Ils ont de l’énergie et des idées
Artiste, ingénieur en informatique ou agriculteur… certains jeunes affichent des parcours originaux. Et font preuve d’une précocité parfois étonnante. Rencontre avec trois d’entre eux.
DORRA ZARROUK
Comédienne et politologue
Déjà titulaire d’une maîtrise en sciences politiques décrochée à la faculté de droit et de sciences politiques de Tunis, Dorra Zarrouk, 24 ans, prépare actuellement un diplôme d’études approfondies à l’université Saint-Joseph de Beyrouth. Son sujet de thèse : « Les réfugiés palestiniens au Liban ». En février dernier, à Tunis, elle jouait sous la houlette du metteur en scène Taoufik Jébali dans Les Palestiniens, une pièce adaptée de l’oeuvre de l’écrivain français Jean Genet. En 2001, le même Jébali lui avait offert son premier rôle dans sa pièce Le Fou, d’après le livre de l’écrivain libano-américain Gibran Khalil Gibran. Le succès fut au rendez-vous, à Tunis comme à Beyrouth. Et, au début de l’année, elle répétait une adaptation du Huis clos de Jean-Paul Sartre, sous la direction du metteur en scène libanais Sihem Nacer.

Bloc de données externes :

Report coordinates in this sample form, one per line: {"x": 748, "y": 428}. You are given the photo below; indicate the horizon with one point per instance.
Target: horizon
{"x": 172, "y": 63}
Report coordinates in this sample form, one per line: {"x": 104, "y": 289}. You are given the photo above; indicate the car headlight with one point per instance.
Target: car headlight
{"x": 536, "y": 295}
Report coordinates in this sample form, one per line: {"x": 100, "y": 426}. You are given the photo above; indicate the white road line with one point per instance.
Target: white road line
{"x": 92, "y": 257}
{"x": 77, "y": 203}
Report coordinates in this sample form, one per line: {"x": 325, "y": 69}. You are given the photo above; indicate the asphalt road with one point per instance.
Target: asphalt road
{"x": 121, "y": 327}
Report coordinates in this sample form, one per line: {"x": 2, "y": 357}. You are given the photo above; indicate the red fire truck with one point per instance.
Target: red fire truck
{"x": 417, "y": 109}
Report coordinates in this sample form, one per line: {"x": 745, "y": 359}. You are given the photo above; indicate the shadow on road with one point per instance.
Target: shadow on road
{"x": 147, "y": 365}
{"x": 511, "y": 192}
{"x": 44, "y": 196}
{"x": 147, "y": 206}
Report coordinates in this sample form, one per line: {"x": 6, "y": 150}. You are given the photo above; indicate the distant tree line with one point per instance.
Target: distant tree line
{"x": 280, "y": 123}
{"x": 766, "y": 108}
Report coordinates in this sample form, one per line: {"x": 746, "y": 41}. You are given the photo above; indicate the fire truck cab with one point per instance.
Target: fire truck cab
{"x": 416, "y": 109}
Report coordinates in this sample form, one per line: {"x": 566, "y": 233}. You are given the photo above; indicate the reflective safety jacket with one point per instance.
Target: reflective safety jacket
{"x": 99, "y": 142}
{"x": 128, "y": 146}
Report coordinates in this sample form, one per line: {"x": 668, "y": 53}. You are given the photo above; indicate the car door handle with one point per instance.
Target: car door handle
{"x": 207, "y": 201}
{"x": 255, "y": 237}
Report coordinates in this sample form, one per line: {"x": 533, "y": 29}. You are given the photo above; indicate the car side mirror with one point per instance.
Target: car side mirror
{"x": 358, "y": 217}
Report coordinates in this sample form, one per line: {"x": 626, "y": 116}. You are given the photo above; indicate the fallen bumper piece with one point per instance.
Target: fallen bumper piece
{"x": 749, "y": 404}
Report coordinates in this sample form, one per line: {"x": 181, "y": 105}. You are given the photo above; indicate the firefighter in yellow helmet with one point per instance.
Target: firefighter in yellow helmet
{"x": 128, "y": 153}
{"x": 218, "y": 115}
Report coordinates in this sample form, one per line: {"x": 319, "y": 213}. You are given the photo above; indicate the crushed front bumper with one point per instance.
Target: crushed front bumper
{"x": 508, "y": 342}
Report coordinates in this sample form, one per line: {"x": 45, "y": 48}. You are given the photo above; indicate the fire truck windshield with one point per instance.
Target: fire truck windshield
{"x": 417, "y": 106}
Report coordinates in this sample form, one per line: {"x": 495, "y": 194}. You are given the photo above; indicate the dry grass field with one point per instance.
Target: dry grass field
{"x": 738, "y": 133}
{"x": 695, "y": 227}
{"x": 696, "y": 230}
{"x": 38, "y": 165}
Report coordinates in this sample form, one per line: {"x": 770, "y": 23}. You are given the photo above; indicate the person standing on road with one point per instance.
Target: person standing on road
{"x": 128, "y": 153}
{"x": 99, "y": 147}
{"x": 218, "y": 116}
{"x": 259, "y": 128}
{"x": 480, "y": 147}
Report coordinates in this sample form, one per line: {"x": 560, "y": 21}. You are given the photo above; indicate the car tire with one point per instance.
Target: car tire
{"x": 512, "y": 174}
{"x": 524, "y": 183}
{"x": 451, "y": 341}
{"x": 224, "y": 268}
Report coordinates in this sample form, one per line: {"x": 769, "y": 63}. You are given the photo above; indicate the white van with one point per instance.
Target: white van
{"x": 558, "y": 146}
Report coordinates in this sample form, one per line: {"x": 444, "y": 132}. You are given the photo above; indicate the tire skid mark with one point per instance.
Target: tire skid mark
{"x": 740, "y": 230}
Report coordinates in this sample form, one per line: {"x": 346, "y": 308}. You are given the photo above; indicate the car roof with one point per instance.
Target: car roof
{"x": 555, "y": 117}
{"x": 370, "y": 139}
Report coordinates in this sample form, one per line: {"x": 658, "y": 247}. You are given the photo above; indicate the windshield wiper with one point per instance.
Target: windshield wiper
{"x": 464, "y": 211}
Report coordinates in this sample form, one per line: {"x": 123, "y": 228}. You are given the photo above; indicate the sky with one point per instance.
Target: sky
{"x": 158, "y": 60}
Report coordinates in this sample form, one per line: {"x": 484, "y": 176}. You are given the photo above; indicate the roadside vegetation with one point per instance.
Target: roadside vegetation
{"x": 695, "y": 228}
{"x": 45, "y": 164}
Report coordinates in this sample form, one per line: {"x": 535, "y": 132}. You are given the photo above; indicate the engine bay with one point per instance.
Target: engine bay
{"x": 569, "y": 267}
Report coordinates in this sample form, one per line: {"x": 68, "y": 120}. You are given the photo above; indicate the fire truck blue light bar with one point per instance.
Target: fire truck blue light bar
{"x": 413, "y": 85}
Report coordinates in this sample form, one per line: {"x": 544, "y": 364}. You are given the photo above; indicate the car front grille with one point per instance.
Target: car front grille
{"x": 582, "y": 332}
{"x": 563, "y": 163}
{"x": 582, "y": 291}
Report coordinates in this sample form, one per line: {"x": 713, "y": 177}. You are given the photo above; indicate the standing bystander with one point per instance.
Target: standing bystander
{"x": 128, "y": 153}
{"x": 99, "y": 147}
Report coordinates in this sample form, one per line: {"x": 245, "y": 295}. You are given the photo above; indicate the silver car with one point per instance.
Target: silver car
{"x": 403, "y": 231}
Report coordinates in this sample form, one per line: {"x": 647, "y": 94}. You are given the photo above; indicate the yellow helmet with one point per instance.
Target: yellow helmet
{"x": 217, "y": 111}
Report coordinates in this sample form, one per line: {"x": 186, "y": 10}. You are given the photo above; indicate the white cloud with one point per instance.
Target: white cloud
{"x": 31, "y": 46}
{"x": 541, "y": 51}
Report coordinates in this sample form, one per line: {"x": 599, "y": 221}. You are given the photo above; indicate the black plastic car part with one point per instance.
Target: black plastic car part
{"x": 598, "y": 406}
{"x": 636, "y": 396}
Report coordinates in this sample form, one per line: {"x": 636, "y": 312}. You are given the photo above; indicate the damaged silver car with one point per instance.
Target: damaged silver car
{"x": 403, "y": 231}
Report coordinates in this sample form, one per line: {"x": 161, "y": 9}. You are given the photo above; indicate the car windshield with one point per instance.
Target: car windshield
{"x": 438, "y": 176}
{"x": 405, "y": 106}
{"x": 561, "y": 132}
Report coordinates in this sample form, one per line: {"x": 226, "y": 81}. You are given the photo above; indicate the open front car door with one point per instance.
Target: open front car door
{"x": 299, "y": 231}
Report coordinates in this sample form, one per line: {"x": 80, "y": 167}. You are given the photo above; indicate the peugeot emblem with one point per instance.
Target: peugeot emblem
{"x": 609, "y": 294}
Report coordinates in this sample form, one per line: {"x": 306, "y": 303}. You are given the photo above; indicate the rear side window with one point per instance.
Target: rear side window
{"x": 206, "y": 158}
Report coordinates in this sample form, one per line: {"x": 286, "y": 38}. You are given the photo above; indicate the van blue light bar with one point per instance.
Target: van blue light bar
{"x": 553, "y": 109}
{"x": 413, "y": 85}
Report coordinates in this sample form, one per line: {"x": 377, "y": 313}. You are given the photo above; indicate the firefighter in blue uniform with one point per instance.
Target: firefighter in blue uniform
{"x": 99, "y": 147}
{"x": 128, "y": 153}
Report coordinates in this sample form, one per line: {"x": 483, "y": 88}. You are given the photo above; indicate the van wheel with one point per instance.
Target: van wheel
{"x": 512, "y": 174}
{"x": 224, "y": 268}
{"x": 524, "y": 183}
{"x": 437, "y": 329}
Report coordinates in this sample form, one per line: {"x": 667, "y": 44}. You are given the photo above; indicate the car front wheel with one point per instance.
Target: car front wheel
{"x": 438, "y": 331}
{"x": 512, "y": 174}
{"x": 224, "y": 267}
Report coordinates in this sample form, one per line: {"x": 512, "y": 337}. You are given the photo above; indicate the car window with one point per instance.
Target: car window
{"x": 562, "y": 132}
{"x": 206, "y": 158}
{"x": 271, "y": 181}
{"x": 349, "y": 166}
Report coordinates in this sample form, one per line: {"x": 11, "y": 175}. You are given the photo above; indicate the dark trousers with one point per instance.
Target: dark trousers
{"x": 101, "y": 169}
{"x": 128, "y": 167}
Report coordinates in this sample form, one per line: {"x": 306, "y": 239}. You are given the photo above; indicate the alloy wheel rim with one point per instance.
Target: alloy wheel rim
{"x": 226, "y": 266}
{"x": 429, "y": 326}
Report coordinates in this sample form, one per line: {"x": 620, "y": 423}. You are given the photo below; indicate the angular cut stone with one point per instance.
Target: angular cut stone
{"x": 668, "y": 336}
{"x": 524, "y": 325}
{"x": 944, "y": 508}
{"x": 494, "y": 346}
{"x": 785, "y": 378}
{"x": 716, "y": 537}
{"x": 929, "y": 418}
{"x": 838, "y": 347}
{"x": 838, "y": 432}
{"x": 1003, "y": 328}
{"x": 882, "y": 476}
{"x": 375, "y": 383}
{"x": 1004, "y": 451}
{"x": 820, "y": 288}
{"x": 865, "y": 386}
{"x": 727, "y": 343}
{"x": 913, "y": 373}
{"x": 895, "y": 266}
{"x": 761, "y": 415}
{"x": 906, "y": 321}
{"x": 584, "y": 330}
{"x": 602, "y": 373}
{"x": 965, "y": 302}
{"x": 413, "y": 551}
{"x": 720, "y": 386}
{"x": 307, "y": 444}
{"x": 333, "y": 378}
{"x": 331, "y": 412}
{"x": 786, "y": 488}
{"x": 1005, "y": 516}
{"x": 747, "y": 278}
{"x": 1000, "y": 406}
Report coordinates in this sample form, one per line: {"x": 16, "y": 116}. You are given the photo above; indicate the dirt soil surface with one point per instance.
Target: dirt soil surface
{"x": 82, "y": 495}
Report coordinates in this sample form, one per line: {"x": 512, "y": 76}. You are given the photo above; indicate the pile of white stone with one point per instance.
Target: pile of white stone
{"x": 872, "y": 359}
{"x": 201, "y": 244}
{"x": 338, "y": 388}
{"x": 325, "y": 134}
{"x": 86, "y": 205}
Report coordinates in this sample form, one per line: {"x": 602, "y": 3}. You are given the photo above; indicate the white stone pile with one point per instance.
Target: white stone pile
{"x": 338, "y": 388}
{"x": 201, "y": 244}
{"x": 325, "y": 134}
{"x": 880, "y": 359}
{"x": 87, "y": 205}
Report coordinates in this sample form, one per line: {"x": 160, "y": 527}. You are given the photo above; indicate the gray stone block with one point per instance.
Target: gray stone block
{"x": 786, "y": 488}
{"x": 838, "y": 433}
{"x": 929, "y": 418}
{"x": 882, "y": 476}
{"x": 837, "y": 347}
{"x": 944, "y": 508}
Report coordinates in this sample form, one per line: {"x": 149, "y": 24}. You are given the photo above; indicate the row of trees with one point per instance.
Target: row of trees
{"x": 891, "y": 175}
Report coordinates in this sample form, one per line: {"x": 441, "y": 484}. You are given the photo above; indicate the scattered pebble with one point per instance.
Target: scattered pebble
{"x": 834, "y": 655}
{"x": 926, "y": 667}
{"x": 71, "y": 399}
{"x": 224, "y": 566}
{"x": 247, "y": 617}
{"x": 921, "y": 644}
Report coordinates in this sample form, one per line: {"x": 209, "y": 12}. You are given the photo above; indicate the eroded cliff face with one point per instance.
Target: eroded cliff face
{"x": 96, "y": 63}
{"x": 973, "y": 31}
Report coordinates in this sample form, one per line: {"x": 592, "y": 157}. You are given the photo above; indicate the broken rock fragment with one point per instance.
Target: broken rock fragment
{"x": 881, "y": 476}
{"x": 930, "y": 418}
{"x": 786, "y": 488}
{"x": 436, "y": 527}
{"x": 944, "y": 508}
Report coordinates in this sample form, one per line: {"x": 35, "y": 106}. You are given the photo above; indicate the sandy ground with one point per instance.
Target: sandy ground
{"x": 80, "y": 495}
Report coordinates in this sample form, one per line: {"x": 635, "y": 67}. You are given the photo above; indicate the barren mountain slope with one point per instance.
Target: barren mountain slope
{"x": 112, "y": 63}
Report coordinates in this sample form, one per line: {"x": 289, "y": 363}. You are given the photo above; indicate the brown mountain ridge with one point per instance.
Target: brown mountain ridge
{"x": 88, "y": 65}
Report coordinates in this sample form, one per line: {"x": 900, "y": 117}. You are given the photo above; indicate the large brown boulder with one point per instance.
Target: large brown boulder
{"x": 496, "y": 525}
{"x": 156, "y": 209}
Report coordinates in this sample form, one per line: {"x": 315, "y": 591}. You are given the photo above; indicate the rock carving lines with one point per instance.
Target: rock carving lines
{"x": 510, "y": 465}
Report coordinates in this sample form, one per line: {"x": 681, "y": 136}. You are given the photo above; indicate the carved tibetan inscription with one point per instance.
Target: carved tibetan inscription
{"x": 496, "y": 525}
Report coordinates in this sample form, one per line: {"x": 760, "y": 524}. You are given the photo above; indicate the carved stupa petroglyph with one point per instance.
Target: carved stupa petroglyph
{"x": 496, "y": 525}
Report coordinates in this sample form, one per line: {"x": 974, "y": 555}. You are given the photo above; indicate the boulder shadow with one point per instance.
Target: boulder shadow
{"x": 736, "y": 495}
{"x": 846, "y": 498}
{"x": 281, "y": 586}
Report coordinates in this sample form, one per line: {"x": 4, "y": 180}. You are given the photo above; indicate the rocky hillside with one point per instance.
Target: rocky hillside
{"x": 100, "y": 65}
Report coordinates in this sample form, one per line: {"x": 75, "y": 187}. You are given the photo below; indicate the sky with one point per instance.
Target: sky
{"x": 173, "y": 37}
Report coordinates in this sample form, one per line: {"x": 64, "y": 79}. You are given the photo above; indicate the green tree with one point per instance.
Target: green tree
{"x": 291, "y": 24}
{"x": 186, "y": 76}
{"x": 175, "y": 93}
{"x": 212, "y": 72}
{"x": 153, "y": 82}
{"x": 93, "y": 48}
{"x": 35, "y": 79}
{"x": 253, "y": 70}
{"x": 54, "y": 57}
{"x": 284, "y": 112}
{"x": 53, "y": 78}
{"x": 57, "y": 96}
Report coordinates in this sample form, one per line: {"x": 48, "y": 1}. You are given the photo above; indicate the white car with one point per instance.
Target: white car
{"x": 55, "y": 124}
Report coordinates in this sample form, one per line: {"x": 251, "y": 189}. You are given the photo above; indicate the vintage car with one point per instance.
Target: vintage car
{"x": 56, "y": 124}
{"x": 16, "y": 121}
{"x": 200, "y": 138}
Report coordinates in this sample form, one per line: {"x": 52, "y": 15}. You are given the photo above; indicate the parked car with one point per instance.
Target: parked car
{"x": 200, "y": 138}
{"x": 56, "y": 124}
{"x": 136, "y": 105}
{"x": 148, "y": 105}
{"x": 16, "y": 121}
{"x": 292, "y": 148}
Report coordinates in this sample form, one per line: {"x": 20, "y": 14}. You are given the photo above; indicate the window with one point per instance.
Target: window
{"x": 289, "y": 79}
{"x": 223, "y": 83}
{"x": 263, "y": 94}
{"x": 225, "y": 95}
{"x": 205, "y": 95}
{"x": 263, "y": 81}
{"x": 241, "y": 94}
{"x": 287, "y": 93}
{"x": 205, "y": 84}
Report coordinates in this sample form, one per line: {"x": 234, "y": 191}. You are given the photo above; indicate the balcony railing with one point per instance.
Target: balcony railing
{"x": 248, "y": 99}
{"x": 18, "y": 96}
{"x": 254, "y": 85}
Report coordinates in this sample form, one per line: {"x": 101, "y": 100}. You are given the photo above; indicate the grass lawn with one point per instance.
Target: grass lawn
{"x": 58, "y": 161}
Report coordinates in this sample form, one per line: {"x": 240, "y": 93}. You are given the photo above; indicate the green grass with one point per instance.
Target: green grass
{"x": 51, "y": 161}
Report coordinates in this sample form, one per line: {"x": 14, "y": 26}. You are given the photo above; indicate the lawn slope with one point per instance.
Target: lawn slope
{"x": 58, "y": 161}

Pour Dorra, fille d’avocat et de banquière (poète à ses heures), tout a commencé par des cours de danse moderne et de danse-théâtre. Son talent lui permet de participer aux spectacles des chorégraphes Sihem Belkhodja et Imed Jema. À 21 ans, elle suit un stage de comédie dispensé par le metteur en scène Fadhel Jaïbi, grande figure du théâtre tunisien et arabe. Également demandée par le cinéma, Dorra compte aujourd’hui deux longs-métrages à son actif : Khorma, de Jilani Saâdi, sorti il y a un mois en Tunisie, et Dar Ennas, de Mohamed Dammak, en cours de finition.
Cette belle brune au regard mystérieux ne voit aucune incompatibilité entre la carrière de comédienne et celle de politologue : « Ce sont deux moyens d’exprimer des opinions et de faire passer des messages. » Sa priorité : « Achever mon troisième cycle. Le sujet de ma thèse me passionne. Je suis allée dans les camps palestiniens du Liban. J’ai discuté avec des gens qui ont été expulsés de leurs terres en 1948, d’autres qui ont quitté les territoires palestiniens après la guerre de 1967 et d’autres, enfin, beaucoup plus jeunes, qui n’ont jamais connu la Palestine mais y sont plus fortement attachés encore que leurs parents. »
R.K.
NACEUR HIDOUSSI
Ingénieur ingénieux
« Il y a deux catégories de gens : ceux qui oeuvrent pour réaliser leurs rêves d’enfant et ceux qui les oublient. Je crois appartenir à la première catégorie », explique Naceur Hidoussi, 29 ans, président-directeur général d’Hexabyte. Ce polyglotte – il parle couramment l’arabe, le français, l’anglais et l’italien – est sorti major de l’École supérieure des postes et télécommunications de Tunis (ESPTT) en 1998 et a obtenu, deux ans plus tard, son master en génie électrique à la California State Polytechnic University, aux États-Unis… avec les félicitations du jury !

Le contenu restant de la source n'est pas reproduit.